Freitagmittag, ich fast auf den Weg ins Wochenende. Das Handy klingelt. Meine bereits erwähnte Disponentin erzählt mir, dass der Neue den Lkw auf einem Rasthof in der Nähe der Firma abgestellt hätte. Die Schlüssel lägen auf einem der Hinterreifen. Das hätte er per Mail geschrieben. Sonst nichts weiter.
Sie würde mich dahin fahren, um das Teil zu holen. Natürlich sollte ich auch noch vorladen. Frühes Wochenende ade.

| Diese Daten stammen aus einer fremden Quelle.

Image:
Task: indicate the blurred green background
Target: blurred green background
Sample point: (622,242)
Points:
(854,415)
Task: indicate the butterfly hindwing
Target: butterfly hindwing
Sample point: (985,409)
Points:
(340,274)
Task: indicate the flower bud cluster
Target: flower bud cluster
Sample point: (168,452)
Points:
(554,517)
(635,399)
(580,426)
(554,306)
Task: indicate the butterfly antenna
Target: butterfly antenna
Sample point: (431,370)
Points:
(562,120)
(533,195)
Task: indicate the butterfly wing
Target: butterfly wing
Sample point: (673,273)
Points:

Seitenbretter liegen auf Auflieger

Eine halbe Stunde später waren wir am Lkw. Die Schlüssel lagen tatsächlich auf einem Reifen. Der Auflieger war leer, die Seitenbretter darauf verstreut. Sämtliche Gurte lagen zerknüllt auf einem Haufen. Meine Laune war auf dem Tiefpunkt.

Montag. Mein Chef rief mich an. Ob der Auflieger denn wirklich leer war. Der Kunde in der Wetterau würde auf seine Ladung warten. Klar, bejahte ich. Abgesehen von dem Chaos darauf. Damit war das Gespräch beendet. Zumindest vorerst.
Später erfuhr ich, dass Jens nicht zur Ladestelle gefahren ist. Nachdem er mit entladen fertig war, ist er leer nach Hause. Durch drei Länder, über eintausend Kilometer. Völlig beknackt der Typ.
Kunden sauer, Disponenten sauer, ich stinke sauer, Chef ober stinke sauer.

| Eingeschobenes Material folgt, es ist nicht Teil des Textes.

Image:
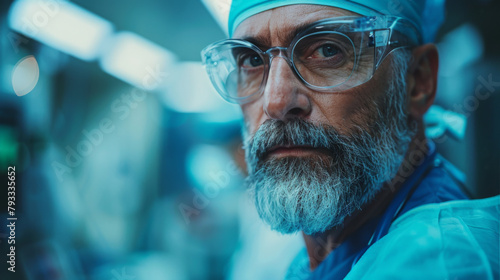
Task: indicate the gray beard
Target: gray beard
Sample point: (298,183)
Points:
(315,193)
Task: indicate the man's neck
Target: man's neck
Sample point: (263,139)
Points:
(320,245)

Klar das ich versuchte, Ihn anzurufen. Ebenso klar, dass er mich weg drückte. Hatte er mit meinem Arbeitgeber vorher auch schon getan. Nicht mal einen Arsch in der Hose, sich zu erklären. So schrieb ich Ihm das auch.
Als Antwort kam später, ihm würden Herzrythmusstörungen plagen. Deshalb wollte er schnell nach Hause. Zumindest im Ausreden erfinden, ist er gut.
Auf meinen Einwand, dass er meinen Auflieger hätte nehmen können, da ich Mittwochnachmittag bereits fertig war und warum er den Lkw nicht bis zur Firma gefahren hat, kam nur nichtssagendes Zeug. Habe ich auch nicht anders erwartet.

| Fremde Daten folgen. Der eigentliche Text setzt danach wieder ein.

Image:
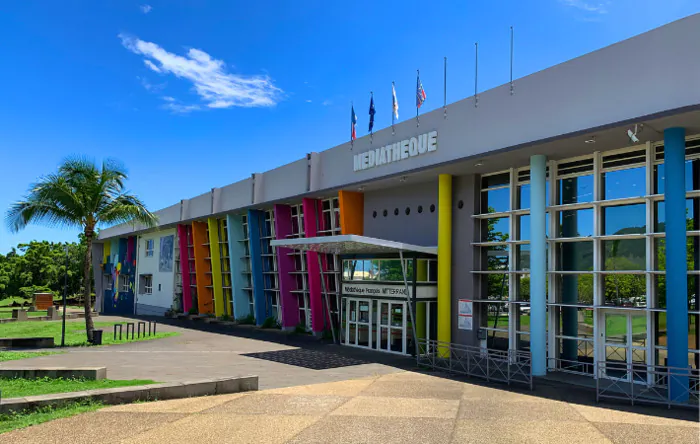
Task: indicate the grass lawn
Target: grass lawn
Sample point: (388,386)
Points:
(20,420)
(17,387)
(75,332)
(13,356)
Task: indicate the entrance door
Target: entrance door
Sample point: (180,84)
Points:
(359,316)
(391,331)
(625,345)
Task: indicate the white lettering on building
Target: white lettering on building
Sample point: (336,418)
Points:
(405,149)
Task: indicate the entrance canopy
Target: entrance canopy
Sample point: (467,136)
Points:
(350,244)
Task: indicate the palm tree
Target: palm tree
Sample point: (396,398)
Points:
(80,195)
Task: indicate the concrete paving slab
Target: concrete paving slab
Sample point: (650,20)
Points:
(348,429)
(399,407)
(227,428)
(90,428)
(517,432)
(272,404)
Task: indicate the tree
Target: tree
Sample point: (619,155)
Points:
(80,195)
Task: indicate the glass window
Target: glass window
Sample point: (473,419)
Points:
(522,291)
(625,290)
(575,256)
(495,230)
(574,289)
(624,219)
(575,190)
(496,287)
(624,254)
(576,223)
(624,183)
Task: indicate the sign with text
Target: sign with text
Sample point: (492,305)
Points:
(387,290)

Was bleibt ist mein Erstaunen darüber, wie abgebrüht, kaltschnäuzig und frech Leute sein können. Und auch feige. Was ist do schlimm daran zu sagen, dass der Job nichts für einen ist? Fernverkehr bedeutet halt, mehrere Tage weg zu sein. Wenn man nach einer Woche merkt, oh, dass ist nix für mich, erzählt man das seinem Noch-Chef, räumt die Karre wieder aus und fertig. Zumal mein Arbeitgeber, wohlgemerkt seit über zwanzig Jahren, der letzte wäre, der das nicht verstehen würde.
Aber auf diese Art in den Sack zu hauen, ist scheiße. Mehr fällt mir dazu nicht ein.